I GOT THE RIG TURNED AROUND-I KNOW I HAD TO GET TO PASTURE GATE & SET MY PANELS TO GET THIS BULL TO LOAD …………..IF HE WOULD LOAD!

I ARRIVED AT MY DESTINATION AHEAD FROM THE WRECK IN MOTION!
I SET MY PANELS…………JUMPED MY HORSE OUT & STEPPED ON………HEADED BACK TO CIRCLE AROUND TO HELP JOHN………I SEE HIM COMING……………EVERTHING WAS SLINGING SNOT EXCEPT JOHN!
JOHN GOT HIM SLOWED DOWN & WAS AIMIING FOR THE RIG……THE BULL WAS LATHERED…………………

THAT BULL WAS WORE OUT…………….THANK GOD……………
.HE GAVE UP THE FIGHT ……..THAT BIG BOY JUST DROPPED HIS HEAD LIKE A GENTLEMAN & LOADED ‘ER UP………….HE WAS READY TO “PARK IT!”
I SLAMMED THE GATE SHUT!!!!

WE LOADED OUR HORSES & HEADED HOME………THE BOSS COULDN’T BELIEVE WE GOT THAT BULL…………HE WAS SPOILED BAD….THE BULL NOT THE BOSS! WE DID NOT GIVE HIM ALL THE DETAILS ……OF OUR SUCCESS!

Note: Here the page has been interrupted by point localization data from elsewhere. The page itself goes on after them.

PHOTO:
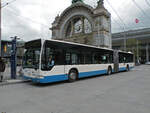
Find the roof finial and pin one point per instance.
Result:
(75, 1)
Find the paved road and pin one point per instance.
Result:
(127, 92)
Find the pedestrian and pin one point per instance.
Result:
(2, 69)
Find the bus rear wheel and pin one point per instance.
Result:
(127, 68)
(72, 76)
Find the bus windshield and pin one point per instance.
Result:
(31, 58)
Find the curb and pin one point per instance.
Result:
(8, 82)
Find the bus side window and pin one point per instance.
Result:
(68, 58)
(74, 59)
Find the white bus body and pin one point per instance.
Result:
(35, 60)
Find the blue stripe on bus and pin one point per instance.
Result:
(62, 77)
(56, 78)
(122, 69)
(49, 79)
(92, 73)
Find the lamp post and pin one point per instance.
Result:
(13, 57)
(0, 31)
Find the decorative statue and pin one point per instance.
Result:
(75, 1)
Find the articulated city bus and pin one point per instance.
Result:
(47, 61)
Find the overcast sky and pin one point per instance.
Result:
(31, 19)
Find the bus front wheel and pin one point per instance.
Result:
(127, 68)
(72, 76)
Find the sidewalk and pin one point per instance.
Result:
(7, 77)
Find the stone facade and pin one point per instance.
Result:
(84, 24)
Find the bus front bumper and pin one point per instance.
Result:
(34, 79)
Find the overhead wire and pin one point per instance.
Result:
(27, 19)
(138, 6)
(147, 3)
(7, 3)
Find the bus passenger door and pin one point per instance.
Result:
(116, 61)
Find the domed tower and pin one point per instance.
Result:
(82, 23)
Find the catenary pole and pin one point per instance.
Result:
(0, 31)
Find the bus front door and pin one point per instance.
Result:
(116, 61)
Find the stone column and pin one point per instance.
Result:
(147, 52)
(72, 27)
(83, 29)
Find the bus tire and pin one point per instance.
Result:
(109, 71)
(72, 76)
(127, 68)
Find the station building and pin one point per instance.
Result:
(136, 41)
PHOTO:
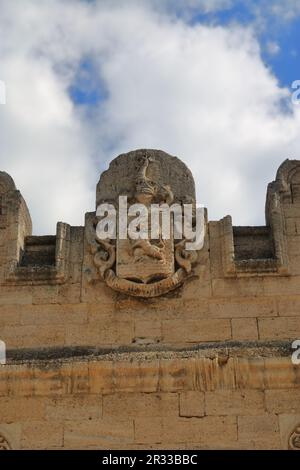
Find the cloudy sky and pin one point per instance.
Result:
(206, 80)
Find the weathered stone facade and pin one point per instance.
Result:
(204, 364)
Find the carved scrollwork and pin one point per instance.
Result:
(185, 259)
(143, 267)
(4, 444)
(294, 440)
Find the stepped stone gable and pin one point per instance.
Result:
(109, 351)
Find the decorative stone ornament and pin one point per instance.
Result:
(294, 440)
(143, 267)
(4, 445)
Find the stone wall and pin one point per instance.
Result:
(172, 387)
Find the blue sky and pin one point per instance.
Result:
(279, 39)
(206, 80)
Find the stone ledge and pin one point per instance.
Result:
(243, 349)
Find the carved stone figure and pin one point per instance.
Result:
(4, 445)
(143, 267)
(294, 440)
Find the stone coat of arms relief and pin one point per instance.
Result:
(143, 267)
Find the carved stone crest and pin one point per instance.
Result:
(143, 267)
(4, 445)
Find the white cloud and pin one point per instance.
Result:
(272, 48)
(202, 93)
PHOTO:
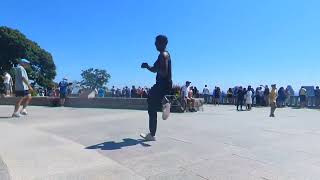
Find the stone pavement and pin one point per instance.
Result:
(219, 143)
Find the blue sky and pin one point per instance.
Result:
(224, 43)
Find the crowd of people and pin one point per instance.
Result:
(259, 96)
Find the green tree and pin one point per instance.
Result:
(14, 45)
(95, 78)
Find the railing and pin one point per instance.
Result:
(293, 101)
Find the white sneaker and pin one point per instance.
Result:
(17, 115)
(166, 111)
(24, 112)
(147, 137)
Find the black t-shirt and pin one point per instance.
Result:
(317, 92)
(157, 65)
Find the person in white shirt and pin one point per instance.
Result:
(7, 81)
(206, 94)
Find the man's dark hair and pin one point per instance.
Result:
(162, 39)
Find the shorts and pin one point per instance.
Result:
(63, 95)
(22, 93)
(303, 98)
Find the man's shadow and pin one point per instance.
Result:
(111, 145)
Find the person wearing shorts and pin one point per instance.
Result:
(163, 86)
(63, 90)
(273, 100)
(303, 97)
(22, 88)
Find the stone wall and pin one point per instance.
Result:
(114, 103)
(108, 102)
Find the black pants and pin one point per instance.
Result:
(156, 94)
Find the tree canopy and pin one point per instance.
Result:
(14, 45)
(95, 78)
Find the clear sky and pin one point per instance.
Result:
(224, 43)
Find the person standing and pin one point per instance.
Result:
(240, 98)
(249, 99)
(317, 96)
(273, 99)
(7, 81)
(230, 96)
(163, 86)
(206, 94)
(266, 94)
(217, 95)
(303, 97)
(63, 90)
(22, 88)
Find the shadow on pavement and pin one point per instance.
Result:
(111, 145)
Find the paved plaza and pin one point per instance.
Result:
(103, 144)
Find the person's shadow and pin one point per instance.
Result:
(111, 145)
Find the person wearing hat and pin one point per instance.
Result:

WE COULDN’T HELP OURSELVES…………WE JUST SAT THERE WITH BIG GOOFY GRINS ON OUR FACES AS WE REHEARSED OUR WAR STORY ALL THE WAY HOME.

THE BOSS WAS HAPPY.
THE BULL WAS HAPPY.
THE PUP THOUGHT HE WON THE WORLD!
JOHN & ME…………WE MADE A HAND……….BUT I GOTTA TELL YA THE TRUTH……….GOD HELPED US……………….WE AREN’T THAT GOOD!